Duron Chavis, the community engagement manager at Lewis Ginter Botanical Garden, said the trend is not new.

“The narrative of Virginia is one where some were given privilege over land and its use, while others were marginalized from its use,” Chavis said. He said displacement “is engrained in the very fabric of this country.”

When a wealthier person moves into a neighborhood and purchases a home at a higher price than its assessed value, Chavis explained, people already living in that area must now pay higher taxes on their homes.

For some families, Mitchell noted, the increasing home value is a wonderful thing, as having more equity can mean building wealth. But that’s not the case for everyone.

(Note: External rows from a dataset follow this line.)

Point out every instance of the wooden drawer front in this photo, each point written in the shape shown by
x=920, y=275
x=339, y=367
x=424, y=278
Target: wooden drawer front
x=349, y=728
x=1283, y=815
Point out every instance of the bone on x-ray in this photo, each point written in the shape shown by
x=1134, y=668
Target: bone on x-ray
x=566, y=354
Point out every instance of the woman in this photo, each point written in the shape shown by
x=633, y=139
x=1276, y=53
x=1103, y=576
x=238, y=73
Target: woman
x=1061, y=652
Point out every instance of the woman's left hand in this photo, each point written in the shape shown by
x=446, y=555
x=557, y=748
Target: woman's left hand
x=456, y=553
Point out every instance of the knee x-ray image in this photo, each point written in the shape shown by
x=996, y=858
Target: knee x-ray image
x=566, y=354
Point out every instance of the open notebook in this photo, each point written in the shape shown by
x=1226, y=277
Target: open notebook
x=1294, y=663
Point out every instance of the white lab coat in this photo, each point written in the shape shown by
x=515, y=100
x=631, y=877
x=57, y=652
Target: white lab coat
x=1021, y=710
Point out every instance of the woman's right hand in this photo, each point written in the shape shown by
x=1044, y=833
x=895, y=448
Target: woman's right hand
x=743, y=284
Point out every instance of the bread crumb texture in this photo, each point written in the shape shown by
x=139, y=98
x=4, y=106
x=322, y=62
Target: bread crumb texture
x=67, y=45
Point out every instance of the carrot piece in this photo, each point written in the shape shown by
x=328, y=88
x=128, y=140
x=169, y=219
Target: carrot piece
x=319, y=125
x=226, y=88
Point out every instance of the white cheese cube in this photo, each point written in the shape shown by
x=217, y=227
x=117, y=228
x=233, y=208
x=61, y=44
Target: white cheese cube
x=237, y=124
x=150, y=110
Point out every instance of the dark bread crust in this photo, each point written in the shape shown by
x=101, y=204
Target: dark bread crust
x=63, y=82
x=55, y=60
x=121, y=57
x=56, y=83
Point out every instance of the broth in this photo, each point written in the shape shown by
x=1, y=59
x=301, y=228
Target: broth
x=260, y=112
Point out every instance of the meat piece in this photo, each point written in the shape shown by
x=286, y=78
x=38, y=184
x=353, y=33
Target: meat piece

“In some cases, it can go from $200 to, maybe, $1,600 in taxes a year,” Chavis said. “If you as a homeowner become delinquent on your taxes, then you’re at threat of losing your home.”

For renters, as home values in an area increase, so does their monthly rent – until, sometimes, they can no longer afford to live there.

It’s a process that some people link to eviction.  

According to a report published in April, Richmond has one of the highest eviction rates in the nation. Research by VCU’s Center for Urban and Regional Analysis shows that eviction rates are higher in areas with a higher population of black residents. In fact, Richmond Mayor Levar Stoney just introduced a pilot program to help combat high eviction rates. In a 2010 report, the Center for Responsible Lending found that black families also disproportionately lose their homes to foreclosures.

“It’s a modern-day land grab,” said Brian Koziol, the director of research and policy at Housing Opportunities Made Equal, a nonprofit advocacy group. “The result is the same: It took wealth and land from brown and black families.”

For Mitchell, a word that comes to mind when discussing gentrification is colonization. She read in a newspaper article years ago that a local housing official saw a need for urban pioneers – people who will move into areas considered distressed and pioneer to live there.

“A pioneer is someone who goes to an undiscovered place where nothing exists. But our communities are places that already have people and culture,” Mitchell said. “That mentality of coming in and not acknowledging what already exists, not acknowledging the culture in a community – it feels like colonization again.”